He's tough lovin' it!

RANDY SPORTAK -- Calgary Sun

, Last Updated: 3:45 PM ET


 VANCOUVER -- The salvos from the principal's office aren't sugar-coated.

 Kid gloves are never an option.

 Darryl Sutter makes no bones about pushing, cajoling, testing and coaxing his players.

 Often to the limit.

 Never playing favourites.

 Always attaining results.

 There's one thing everyone has learned during the Calgary Flames playoff series: The GM/head coach is willing to push his players to the extreme and allow all to see.

 So far, it's had an instant payoff.

 "It's not just in the playoffs," said defenceman Andrew Ference.

 "A reason we're in the playoffs is because he's a coach that, throughout the entire year, has demanded excellence from every player.

 "That's part of Darryl's identity, a reason he's such a good coach. He doesn't let guys slip.

 "It's part of the conditioning through the

 82 games of the regular season and up to now."

 Seeing as everything is magnified in the playoffs, Sutter's blasts have become all the more noticeable.

 So have the results.

 Here's the scorecard, and results, from the first week of the series with Vancouver.

 - After an opening-game loss, the targets were Jarome Iginla and Miikka Kiprusoff. Since then, Calgary's two most important players have been the series' best.

 - Denis Gauthier was benched for the bulk of the third period in a Game 3 loss. In Game 4, the rugged rearguard doled out a barrage of hits and shut down the Canucks' top guns.

 - Just before Game 4, Chris Clark, Martin Gelinas and Shean Donovan were chastised for their lack of offence. Hours later, Clark nets a goal and assist. Donovan also scores. Gelinas collects a helper and crashes the net to draw the penalty that led to Clark's goal.

 The style is a throwback to a bygone era of sports.
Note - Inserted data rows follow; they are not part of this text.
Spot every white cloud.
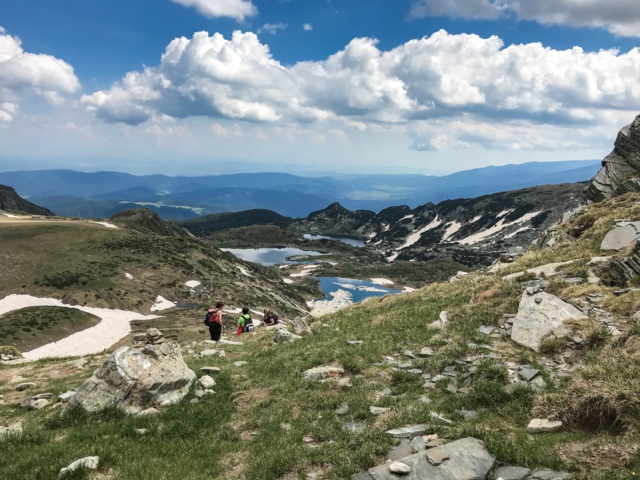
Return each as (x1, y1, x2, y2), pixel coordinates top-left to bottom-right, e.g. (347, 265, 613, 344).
(0, 28, 80, 122)
(409, 0, 640, 37)
(170, 0, 257, 21)
(258, 23, 288, 35)
(82, 29, 640, 153)
(303, 23, 313, 31)
(211, 122, 242, 137)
Now, coaching seems more about stroking egos, ensuring feelings aren't hurt.

 "I was always challenged because I was a captain," said Sutter. "With that, you're responsible for the identity of your team. You're expected to transfer the identity of your players onto the ice. It's not criticism; it's trying to get the most out of your players.

 "It's accountability and we wouldn't be a playoff team without accountability."

 Sometimes it takes guts to survive Sutter's barbs.

 Gauthier, always one to wear his heart on his sleeve, appeared hurt by being an open target. But he did what he could to move things in the right direction.

 "That's his job," Gauthier said of Sutter's criticism. "He sees guys aren't playing to their potential and that's what he does best. You don't want to be called out, you have to respond."

 However, Sutter's venom doesn't come without explanation.

 As willing as he is to blast, Sutter is just as open to dialogue. He and Gauthier had something of a heart-to-heart long before the puck dropped Tuesday.

 "(Sutter) does it because he wants to see you play at the absolute top of your game," said defenceman Robyn Regehr. "He's very emotional and intense, so right after a game if he blasts you, he will talk to you the next day and discuss how you can get better."

 Explains Ference: "It's not like he waves a magic wand and guys start playing well. He's assembled a group of guys who'll step up to challenges and won't cower in the corner because they've been called out by the coach.

 "He's built this team that way. That's as simple of an explanation as I can give.

 "It's honest and fair and, to a man, we take it like that. You want the truth and we get the truth.

 "We have to meet the expectations and that's what we're here for. We're not here to play hockey, we're here to win."